Hacham Ovadia took this matter very seriously. He relates (also in Teshuvot Yabia Omer) that he even resigned from the Petah Tikvah when his Ashkenazic colleagues refused to conclude a get conducted in accordance with Sephardic custom for a Sephardic couple. Hacham Ovadia returned to his seat on the court after he was issued an apology.

Finally, in Tamuz 5753 (July 1993), when Rav Yosef certified me to administer gittin, he issued me a stern warning to oversee gittin for Sephardic Jews in accordance with Sephardic practice. Hacham Ovadia’s firm insistence still resounds in my ear.

The differences, though, are relatively minor. The core process remains the same. Many of the differences lie in regard to style of transliteration of foreign names into Hebrew characters (all of the person’s names are mentioned in a get, no matter the language from which the name stems). For example, Sephardim use a gimel with a slash to signify the letter J, whereas Ashkenazic Jews use either a combination of the letters daled zayin or daled zayin shin.

Other differences concern the shape of the letters written in the get. Ashkenazic Jews follow the specifications of the Beit Yosef whereas Sephardic Jews follow that of the Ari HaKadosh (Rav Yitzchak Luria). Some of the letters, such as the ayin and tzadi, are written differently according to these two approaches. Hacham Ovadia, though, in Teshuvot Yabia Omer notes that both of these scripts enjoy halachic validity.

Finally, the text of the Sephardic get differs slightly from the Ashkenazic get. For example, the word piturin, from the phrase “get piturin” (meaning document of termination; this is Targum Onkelos’ version of the Torah phrase Sefer Keritut), is written with the letter yod after the letter peh in a Sephardic get, but is omitted in an Ashkenazic get.

Despite the variety differences between the Sephardic and Ashkenazic get, one thing is absolutely clear—the differences are subtle and nuanced. The fundamentals remain the same.

The implications of this insight are profound. First, it bears witness to both Sephardic and Ashkenazic Jews punctiliously preserving the mesorah (tradition). Despite a millennium of vast geographic separation between the two groups, when the communities reunited in the past 70 years we have found that we have remained in essence the same. The legacy that prior generations have bequeathed us must, as told in the Choni HaMa’agel story (Ta’anit 19), be preserved by our generation for the future. Just as our forbearers steadfastly hewed to the mesorah, so must we.

Perhaps even more significant, the fact that the Sephardic and Ashkenazic gittin are nearly identical means that an Ashkenazic get is kosher for a Sephardic Jew and vice versa.
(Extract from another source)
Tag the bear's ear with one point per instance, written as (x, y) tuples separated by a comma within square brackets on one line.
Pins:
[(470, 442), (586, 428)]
This, in turn, is what permits Sephardic and Ashkenazic Jews’ marriage to one another. Had either group deviated from the mesorah, our Gittin would be invalid according to the others’ standards and each would have, heaven forfend, regarded the other as illegitimate.

Sephardim and Ashkenazim do indeed slightly vary in their respective practices. However, in the bigger picture, these differences amount only to small variations on a much larger and grander theme. We remain am echad, one nation, following Hashem and His holy Torah, which binds us and maintains us as a nation, unified in our commitment to our beloved Creator.

By Rabbi Haim Jachter

 Rabbi Haim Jachter is the spiritual leader of Congregation Shaarei Orah, the Sephardic Congregation of Teaneck. He also serves as a Rebbe at Torah Academy of Bergen County and a Dayan on the Beth Din of Elizabeth.